Batesville Store Closing

Batesville Store
The Batesville store. Photo by Brian Wheeler, Charlottesville Tomorrow / CC

In an e-mail to their mailing list, the Batesville Store has announced that they’re going out of business, immediately. Despite their name, it’s definitely more of a restaurant/concert venue than a store, and that’s apparently the problem. As Jessica Jaglois reports for CBS-19, country stores are limited to seating for fifteen people, and the Batesville Store has seating for north of forty. The store’s owners say that the Department of Health told them that they had to cut it down to fifteen, and they’re responding by closing down. Presumably their other two choices are to just change their classification to “restaurant” or cut down to fifteen seats, but I have to imagine that neither of those options are financially feasible.

Inside Batesville Store
The interior of the Batesville Store. Photo by Brian Wheeler, Charlottesville Tomorrow / CC

Although I don’t know about the state, I know that the purpose of the county maintaining “country store” as a business classification is to give them certain breaks to ensure their continued existence. But that requires actually fulfilling the functions of a country store, a definition that led to some debate on the Board of Supervisors a few years ago. Charlottesville Tomorrow’s coverage from back then is well worth reading for anybody who is interested in the specifics of the topic.
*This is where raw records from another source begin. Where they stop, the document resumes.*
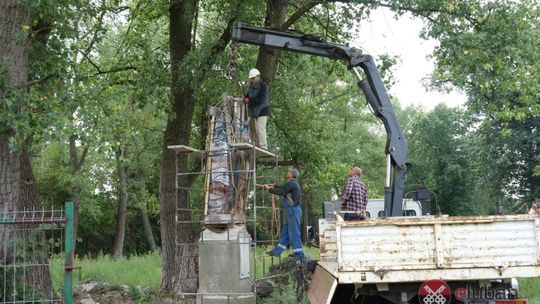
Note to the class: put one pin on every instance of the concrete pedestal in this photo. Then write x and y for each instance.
(224, 267)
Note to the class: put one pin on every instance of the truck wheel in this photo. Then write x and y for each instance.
(344, 295)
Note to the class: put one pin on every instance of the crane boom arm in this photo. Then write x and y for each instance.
(372, 87)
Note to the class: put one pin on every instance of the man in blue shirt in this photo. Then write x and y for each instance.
(291, 232)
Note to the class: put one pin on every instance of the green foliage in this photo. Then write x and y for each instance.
(142, 270)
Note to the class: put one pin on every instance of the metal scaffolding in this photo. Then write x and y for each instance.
(230, 182)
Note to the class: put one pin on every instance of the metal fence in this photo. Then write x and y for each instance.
(33, 245)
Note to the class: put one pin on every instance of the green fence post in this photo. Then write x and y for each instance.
(68, 248)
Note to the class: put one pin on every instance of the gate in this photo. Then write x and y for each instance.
(34, 245)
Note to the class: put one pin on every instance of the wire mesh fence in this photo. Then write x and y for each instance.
(29, 240)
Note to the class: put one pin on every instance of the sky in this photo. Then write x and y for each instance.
(383, 34)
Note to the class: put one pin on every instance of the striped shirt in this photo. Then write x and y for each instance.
(355, 195)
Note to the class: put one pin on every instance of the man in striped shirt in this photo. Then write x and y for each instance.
(354, 196)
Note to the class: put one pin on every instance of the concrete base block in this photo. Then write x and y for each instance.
(224, 267)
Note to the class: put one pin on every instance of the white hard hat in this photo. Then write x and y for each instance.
(253, 73)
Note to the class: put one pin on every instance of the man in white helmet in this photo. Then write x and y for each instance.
(258, 106)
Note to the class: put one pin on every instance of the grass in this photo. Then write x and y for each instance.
(144, 270)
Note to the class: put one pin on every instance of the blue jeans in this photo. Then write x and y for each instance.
(290, 233)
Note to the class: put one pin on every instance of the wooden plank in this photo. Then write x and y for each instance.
(259, 152)
(183, 149)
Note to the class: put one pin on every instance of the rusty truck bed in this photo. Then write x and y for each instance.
(416, 249)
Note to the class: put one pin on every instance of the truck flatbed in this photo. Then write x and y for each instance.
(416, 249)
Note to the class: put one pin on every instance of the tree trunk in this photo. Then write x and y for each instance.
(147, 226)
(148, 233)
(267, 59)
(17, 183)
(178, 247)
(118, 246)
(76, 164)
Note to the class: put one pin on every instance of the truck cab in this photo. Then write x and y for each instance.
(374, 208)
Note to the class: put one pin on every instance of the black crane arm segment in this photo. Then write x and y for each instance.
(372, 87)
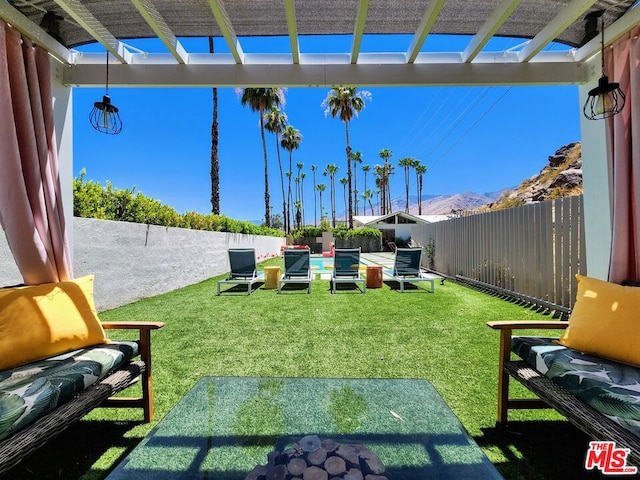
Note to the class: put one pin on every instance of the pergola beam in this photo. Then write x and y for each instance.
(358, 30)
(561, 22)
(35, 33)
(290, 11)
(92, 25)
(497, 18)
(224, 23)
(153, 18)
(426, 24)
(305, 75)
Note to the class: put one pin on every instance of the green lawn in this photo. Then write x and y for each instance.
(441, 337)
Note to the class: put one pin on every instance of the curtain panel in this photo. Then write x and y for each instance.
(31, 209)
(623, 137)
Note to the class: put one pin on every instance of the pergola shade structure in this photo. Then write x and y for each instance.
(538, 22)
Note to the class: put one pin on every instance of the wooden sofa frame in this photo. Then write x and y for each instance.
(550, 395)
(22, 443)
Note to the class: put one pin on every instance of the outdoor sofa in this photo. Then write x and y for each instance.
(591, 374)
(57, 364)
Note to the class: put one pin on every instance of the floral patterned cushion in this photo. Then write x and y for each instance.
(31, 390)
(610, 387)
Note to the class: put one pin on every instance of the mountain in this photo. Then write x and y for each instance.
(561, 177)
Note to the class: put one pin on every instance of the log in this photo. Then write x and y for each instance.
(370, 462)
(296, 466)
(318, 457)
(278, 472)
(350, 454)
(354, 474)
(335, 465)
(329, 445)
(258, 473)
(315, 473)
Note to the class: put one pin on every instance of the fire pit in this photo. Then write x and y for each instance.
(313, 459)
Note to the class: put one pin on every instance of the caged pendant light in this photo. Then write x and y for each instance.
(105, 117)
(607, 99)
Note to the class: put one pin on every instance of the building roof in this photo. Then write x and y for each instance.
(61, 25)
(392, 219)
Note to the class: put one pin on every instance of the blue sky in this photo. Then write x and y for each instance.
(479, 139)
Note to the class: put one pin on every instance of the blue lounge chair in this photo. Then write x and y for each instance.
(242, 269)
(346, 268)
(406, 268)
(297, 268)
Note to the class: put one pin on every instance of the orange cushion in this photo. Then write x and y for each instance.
(605, 320)
(40, 321)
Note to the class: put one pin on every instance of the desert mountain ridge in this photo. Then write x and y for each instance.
(561, 177)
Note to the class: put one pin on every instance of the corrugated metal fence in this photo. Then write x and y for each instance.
(531, 252)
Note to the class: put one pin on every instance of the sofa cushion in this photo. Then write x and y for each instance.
(40, 321)
(30, 391)
(612, 388)
(605, 320)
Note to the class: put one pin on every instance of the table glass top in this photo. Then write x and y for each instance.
(225, 426)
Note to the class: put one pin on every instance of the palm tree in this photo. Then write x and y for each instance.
(321, 187)
(365, 169)
(330, 171)
(215, 160)
(356, 158)
(367, 195)
(302, 175)
(346, 102)
(384, 172)
(406, 163)
(344, 182)
(275, 122)
(298, 206)
(420, 171)
(315, 210)
(260, 100)
(290, 141)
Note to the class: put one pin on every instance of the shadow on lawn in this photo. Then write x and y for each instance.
(550, 450)
(72, 454)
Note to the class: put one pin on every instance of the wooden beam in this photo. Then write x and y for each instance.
(426, 24)
(224, 22)
(93, 27)
(153, 18)
(358, 30)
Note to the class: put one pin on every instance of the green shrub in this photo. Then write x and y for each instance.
(92, 200)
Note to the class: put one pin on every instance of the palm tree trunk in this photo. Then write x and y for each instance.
(289, 191)
(346, 130)
(284, 200)
(406, 184)
(215, 161)
(420, 196)
(267, 213)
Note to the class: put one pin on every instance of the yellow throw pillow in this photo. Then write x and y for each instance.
(605, 320)
(40, 321)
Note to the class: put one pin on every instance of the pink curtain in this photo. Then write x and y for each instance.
(623, 66)
(30, 197)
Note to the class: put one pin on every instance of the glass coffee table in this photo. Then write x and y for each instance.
(225, 426)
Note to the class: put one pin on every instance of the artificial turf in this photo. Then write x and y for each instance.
(441, 337)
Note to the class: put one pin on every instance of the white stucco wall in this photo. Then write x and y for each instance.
(132, 261)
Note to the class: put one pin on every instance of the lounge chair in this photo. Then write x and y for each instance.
(406, 268)
(242, 269)
(346, 268)
(297, 268)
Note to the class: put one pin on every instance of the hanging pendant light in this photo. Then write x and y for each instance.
(105, 117)
(607, 99)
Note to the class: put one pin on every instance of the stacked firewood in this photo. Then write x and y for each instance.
(315, 459)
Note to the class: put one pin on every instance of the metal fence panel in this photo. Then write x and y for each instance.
(531, 252)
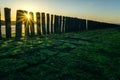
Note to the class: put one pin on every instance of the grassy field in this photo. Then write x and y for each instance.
(87, 55)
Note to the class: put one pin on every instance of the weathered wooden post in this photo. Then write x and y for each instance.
(38, 23)
(48, 23)
(19, 17)
(59, 27)
(43, 23)
(8, 22)
(26, 23)
(82, 24)
(32, 24)
(0, 26)
(56, 24)
(52, 27)
(64, 22)
(67, 24)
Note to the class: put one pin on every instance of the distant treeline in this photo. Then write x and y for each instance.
(12, 22)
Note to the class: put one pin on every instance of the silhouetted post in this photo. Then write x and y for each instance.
(82, 24)
(48, 23)
(67, 24)
(8, 22)
(86, 24)
(56, 24)
(64, 22)
(19, 23)
(38, 23)
(60, 22)
(52, 27)
(43, 23)
(26, 23)
(0, 26)
(32, 24)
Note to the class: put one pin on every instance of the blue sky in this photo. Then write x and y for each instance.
(100, 10)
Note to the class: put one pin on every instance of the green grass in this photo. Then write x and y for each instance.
(87, 55)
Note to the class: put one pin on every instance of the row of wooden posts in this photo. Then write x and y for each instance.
(48, 24)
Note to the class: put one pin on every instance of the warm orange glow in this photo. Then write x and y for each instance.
(27, 16)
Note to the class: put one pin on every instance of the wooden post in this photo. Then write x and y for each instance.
(26, 23)
(56, 24)
(8, 22)
(19, 23)
(38, 23)
(52, 28)
(32, 24)
(67, 24)
(60, 22)
(43, 23)
(48, 23)
(64, 22)
(0, 26)
(82, 24)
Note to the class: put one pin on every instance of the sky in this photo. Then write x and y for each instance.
(99, 10)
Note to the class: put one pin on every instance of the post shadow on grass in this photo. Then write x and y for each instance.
(7, 14)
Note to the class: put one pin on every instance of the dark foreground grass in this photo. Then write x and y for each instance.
(87, 55)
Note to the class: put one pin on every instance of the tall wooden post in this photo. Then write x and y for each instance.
(67, 24)
(32, 24)
(38, 23)
(60, 22)
(43, 23)
(52, 27)
(8, 22)
(64, 22)
(0, 26)
(48, 23)
(56, 24)
(26, 23)
(19, 23)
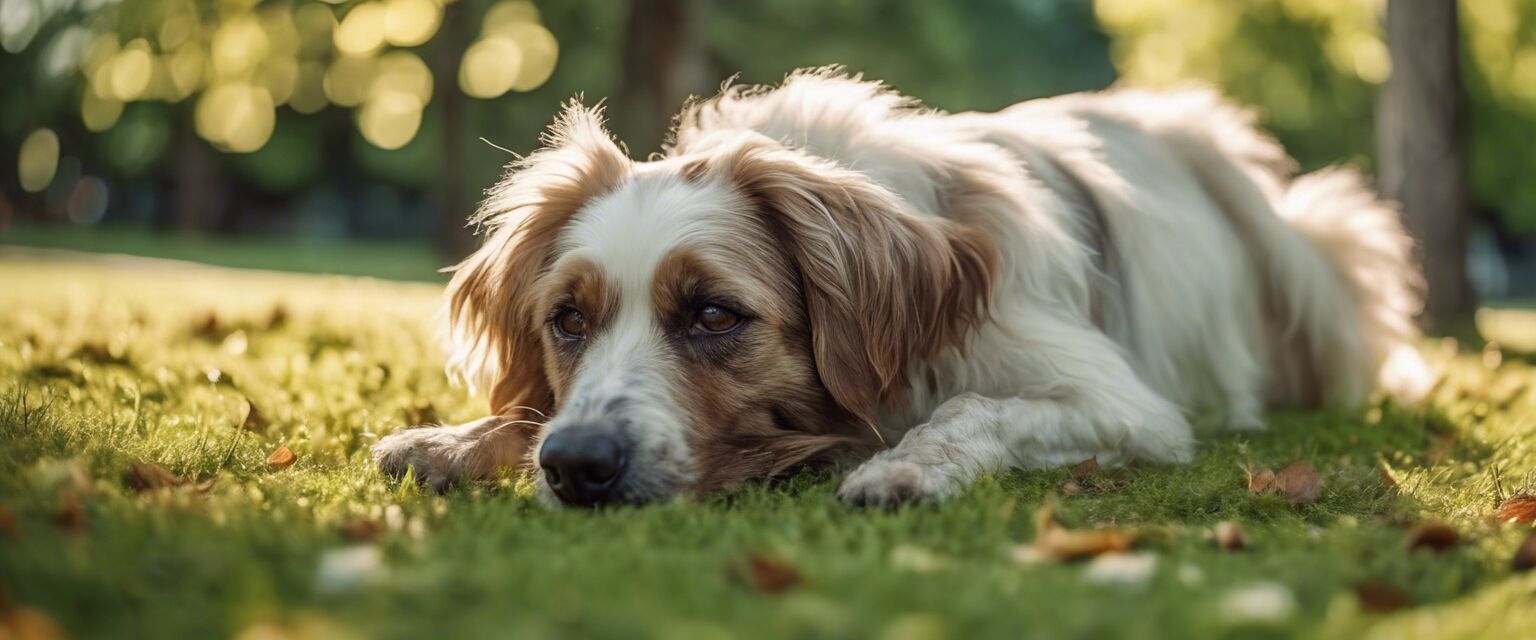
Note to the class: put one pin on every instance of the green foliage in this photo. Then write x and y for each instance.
(1314, 69)
(109, 366)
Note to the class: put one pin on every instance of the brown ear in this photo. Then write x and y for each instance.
(885, 289)
(493, 323)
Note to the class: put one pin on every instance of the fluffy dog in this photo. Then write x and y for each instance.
(827, 269)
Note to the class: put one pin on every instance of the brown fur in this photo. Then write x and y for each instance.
(883, 289)
(758, 407)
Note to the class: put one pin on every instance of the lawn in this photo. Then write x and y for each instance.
(112, 364)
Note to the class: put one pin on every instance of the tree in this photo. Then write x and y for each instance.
(1421, 161)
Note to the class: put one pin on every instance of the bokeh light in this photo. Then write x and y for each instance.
(515, 52)
(235, 117)
(410, 22)
(39, 160)
(390, 120)
(347, 80)
(361, 31)
(131, 71)
(99, 114)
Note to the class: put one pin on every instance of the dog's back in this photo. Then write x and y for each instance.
(1232, 284)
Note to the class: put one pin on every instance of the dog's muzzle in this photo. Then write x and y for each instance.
(585, 464)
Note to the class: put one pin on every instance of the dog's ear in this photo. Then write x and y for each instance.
(883, 287)
(493, 323)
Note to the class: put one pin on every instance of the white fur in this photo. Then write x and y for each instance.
(1226, 269)
(1160, 267)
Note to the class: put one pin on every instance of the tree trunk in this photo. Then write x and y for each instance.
(662, 62)
(1420, 148)
(198, 195)
(453, 237)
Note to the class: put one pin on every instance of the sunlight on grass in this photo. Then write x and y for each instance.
(112, 364)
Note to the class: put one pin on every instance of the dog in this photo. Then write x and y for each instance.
(830, 270)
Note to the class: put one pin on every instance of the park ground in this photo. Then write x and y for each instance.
(145, 407)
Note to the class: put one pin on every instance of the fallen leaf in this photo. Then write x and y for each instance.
(768, 574)
(283, 458)
(1261, 481)
(1229, 536)
(421, 413)
(277, 318)
(347, 568)
(1435, 536)
(1123, 570)
(1526, 556)
(1298, 484)
(361, 530)
(1380, 597)
(1056, 542)
(146, 476)
(254, 421)
(1386, 476)
(26, 623)
(1518, 510)
(71, 514)
(208, 326)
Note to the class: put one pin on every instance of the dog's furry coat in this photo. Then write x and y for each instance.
(1062, 280)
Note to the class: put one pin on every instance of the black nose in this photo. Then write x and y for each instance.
(582, 465)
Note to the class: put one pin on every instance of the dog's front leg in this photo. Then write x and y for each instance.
(446, 455)
(1092, 405)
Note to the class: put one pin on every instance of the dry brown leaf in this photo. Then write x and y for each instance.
(208, 326)
(1056, 542)
(146, 476)
(768, 574)
(1526, 556)
(1261, 481)
(71, 514)
(1085, 468)
(1229, 536)
(281, 459)
(1435, 536)
(361, 530)
(1518, 510)
(1298, 484)
(277, 318)
(254, 422)
(26, 623)
(1380, 597)
(1062, 544)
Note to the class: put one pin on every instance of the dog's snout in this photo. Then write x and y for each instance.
(582, 465)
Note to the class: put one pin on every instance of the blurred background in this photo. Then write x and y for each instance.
(354, 137)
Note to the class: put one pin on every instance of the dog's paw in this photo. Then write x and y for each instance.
(438, 456)
(890, 482)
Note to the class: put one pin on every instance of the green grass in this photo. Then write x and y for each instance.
(377, 258)
(108, 366)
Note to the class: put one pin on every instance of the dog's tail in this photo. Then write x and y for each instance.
(1375, 281)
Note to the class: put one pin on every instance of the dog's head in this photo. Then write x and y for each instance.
(684, 324)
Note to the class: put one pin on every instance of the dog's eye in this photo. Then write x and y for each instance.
(570, 324)
(716, 320)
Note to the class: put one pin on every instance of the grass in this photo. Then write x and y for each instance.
(377, 258)
(109, 366)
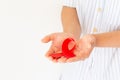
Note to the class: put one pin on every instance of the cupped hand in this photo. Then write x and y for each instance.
(57, 40)
(83, 49)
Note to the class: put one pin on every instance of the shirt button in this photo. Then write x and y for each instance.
(95, 29)
(99, 9)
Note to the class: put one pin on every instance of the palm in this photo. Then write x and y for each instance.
(57, 40)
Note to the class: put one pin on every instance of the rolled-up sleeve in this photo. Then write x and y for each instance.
(69, 3)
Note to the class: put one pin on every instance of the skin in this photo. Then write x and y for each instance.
(71, 28)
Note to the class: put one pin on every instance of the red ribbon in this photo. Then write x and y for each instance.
(65, 50)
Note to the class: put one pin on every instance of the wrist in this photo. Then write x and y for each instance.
(90, 38)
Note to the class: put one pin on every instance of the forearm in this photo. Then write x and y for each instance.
(70, 21)
(109, 39)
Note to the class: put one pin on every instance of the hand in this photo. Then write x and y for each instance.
(83, 49)
(57, 40)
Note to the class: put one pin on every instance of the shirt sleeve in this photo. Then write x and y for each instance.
(69, 3)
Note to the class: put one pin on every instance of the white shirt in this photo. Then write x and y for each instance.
(96, 16)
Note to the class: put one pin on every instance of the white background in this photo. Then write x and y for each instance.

It’s not clear that a straight-up country store is a viable business model anymore. Here in Stony Point, Bobbi’s Grocery turned into Grand Junction five years ago, and crowded aisles with every product you might need have given way to a deli counter, wine racks, and occasional live music. But in Free Union, Maupin’s hasn’t changed since when I’d get off the school bus there as a kid to buy a Chocola and a Snickers—they’ve still got the necessities that can obviate a drive to town. Over the mountain, Cismont Market is a mix of the two—a bunch of aisles for the basics, but also a deli. I don’t know how far the pendulum has to swing away from country store and towards restaurant before a business should no longer enjoy the benefits of the “country store” definition, but apparently the Batesville Store is seen as over the line, at least by the Department of Health.